A customer sent an order to a distributor for a large amount of goods totaling a great deal of money. The distributor, noticing that the previous bill hadn't been paid, instructed the collections manager to contact the customer.

The collections manager made the call and left a voice-mail for them saying, "We can't ship your new order until you pay for the previous order."

The next day the collections manager received a collect phone call from the customer who said: "Please cancel the order.

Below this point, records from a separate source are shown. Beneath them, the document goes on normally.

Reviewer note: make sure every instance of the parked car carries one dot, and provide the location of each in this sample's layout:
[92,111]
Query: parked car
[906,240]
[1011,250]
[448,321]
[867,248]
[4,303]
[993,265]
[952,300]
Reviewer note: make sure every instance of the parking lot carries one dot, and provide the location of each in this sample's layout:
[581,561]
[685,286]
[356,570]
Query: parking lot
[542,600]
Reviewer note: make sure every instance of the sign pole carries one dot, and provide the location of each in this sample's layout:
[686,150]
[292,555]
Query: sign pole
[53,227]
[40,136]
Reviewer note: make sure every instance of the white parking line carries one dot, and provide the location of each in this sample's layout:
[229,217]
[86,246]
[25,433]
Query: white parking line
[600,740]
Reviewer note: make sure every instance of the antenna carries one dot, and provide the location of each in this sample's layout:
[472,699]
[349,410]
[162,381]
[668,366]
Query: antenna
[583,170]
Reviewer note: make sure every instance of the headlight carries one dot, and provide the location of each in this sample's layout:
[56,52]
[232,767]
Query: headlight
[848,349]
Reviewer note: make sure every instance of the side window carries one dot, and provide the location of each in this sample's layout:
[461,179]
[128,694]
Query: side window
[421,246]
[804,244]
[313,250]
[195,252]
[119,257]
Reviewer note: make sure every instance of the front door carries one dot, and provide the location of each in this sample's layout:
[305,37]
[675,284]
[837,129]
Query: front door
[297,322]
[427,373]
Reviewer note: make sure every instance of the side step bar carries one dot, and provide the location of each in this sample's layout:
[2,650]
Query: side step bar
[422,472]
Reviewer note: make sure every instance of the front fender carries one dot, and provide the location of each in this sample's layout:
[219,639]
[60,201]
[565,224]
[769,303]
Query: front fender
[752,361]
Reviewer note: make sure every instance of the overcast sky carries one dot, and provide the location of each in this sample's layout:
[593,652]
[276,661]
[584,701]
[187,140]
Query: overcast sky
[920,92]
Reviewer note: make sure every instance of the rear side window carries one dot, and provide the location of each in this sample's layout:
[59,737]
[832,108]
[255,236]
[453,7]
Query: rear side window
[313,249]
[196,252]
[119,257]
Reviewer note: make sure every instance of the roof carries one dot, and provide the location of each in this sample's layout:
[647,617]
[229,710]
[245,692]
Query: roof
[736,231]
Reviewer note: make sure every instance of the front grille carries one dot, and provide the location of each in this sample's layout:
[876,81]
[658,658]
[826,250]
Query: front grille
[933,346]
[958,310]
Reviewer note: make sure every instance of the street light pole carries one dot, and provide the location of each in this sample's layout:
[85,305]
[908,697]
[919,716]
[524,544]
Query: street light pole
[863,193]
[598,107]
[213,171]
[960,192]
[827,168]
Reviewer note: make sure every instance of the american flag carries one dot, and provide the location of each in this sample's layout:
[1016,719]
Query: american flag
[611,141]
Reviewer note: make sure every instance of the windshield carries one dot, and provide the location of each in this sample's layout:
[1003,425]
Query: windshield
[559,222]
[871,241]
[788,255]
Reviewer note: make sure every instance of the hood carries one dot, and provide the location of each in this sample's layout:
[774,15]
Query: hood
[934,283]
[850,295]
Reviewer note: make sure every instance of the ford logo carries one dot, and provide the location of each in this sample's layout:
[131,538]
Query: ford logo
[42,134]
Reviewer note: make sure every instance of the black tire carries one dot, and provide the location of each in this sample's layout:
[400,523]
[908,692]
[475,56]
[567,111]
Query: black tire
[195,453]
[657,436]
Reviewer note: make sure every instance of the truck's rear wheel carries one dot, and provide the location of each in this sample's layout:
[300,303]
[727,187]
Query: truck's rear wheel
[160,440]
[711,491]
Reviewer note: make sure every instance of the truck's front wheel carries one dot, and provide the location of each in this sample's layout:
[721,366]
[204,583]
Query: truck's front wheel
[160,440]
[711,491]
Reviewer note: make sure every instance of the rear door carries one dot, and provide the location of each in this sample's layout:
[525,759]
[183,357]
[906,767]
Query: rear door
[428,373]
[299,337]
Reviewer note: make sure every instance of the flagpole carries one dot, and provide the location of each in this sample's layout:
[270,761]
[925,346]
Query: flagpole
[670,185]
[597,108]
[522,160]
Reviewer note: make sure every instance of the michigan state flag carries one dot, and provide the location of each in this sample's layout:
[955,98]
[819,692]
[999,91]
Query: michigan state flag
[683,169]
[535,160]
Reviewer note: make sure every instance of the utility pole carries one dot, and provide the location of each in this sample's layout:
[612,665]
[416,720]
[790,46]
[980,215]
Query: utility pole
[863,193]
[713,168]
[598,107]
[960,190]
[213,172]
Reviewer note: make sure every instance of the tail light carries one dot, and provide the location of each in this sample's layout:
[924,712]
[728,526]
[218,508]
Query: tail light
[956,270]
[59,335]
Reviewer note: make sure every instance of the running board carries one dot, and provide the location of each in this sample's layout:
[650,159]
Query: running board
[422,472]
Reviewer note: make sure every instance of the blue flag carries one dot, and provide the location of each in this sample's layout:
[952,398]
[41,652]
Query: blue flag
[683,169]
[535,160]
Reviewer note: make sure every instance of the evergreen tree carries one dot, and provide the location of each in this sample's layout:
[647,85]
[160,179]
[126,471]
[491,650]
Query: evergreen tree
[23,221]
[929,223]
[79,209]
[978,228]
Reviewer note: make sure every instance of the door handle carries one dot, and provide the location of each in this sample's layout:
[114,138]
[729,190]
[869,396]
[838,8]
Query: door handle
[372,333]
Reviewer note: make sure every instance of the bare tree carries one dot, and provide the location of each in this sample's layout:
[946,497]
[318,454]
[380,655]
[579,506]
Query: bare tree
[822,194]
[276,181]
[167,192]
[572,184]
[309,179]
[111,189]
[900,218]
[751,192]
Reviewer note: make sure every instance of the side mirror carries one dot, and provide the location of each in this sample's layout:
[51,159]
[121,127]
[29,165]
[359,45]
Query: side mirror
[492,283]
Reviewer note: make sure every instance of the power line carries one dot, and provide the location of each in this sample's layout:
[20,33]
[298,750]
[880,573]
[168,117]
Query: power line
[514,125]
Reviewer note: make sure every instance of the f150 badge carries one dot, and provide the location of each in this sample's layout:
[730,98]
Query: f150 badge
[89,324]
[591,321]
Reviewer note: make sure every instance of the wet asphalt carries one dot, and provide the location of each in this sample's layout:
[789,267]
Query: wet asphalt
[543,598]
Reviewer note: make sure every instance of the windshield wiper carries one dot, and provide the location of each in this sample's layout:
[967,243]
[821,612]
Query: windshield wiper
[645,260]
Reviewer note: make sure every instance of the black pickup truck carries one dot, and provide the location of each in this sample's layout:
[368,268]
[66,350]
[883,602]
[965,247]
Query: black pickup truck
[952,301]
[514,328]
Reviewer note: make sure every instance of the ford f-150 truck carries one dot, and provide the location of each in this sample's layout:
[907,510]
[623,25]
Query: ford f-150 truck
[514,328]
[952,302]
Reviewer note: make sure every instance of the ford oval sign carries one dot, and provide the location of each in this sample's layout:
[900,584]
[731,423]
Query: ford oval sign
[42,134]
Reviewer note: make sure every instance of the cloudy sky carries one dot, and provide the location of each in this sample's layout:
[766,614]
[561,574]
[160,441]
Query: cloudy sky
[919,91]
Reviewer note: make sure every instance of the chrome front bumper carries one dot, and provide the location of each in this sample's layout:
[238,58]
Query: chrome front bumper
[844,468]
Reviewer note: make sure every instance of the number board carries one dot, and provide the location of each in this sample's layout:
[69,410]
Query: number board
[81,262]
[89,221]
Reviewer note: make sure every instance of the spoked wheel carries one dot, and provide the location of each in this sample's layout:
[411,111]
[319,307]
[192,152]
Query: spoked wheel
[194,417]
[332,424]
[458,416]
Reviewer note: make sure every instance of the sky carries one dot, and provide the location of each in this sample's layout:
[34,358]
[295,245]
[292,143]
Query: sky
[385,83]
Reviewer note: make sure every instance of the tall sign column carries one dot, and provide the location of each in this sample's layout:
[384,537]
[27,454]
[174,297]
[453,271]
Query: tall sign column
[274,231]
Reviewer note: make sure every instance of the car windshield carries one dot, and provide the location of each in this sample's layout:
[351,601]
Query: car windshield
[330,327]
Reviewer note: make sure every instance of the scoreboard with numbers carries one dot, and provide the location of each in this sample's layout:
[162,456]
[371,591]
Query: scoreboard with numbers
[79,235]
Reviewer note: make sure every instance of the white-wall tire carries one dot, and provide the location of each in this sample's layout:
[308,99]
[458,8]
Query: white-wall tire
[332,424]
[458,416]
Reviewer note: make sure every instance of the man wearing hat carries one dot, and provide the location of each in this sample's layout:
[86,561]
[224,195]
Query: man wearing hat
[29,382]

We can't wait that long."

* * * * * *

A attorney's dog, running around town unleashed, heads for a butcher shop and steals a roast.

The butcher goes to the attorney's office and asks, "if a dog running unleashed steals a piece of meat from my store, do I have a right to demand payment for the meat from the dog's owner?"

The attorney answers, "Absolutely."

"Then you owe me R95-00. Your dog was loose and stole a roast from me today."

The attorney, without a word, writes the butcher a check for 95-00. The butcher, having a feeling of satisfaction, leaves.

Three days later, the butcher finds a bill from the attorney:

R285-00 due for a consultation.

* * * * * *

An old lady walks into an attorney's office, and asks him "Before I continue young man, how much will you charge me for answering three questions?"

"R300-00" he says.

"Oh my," she says "But isn't that very expensive?"

"Yes," he says "So...What is your third question?"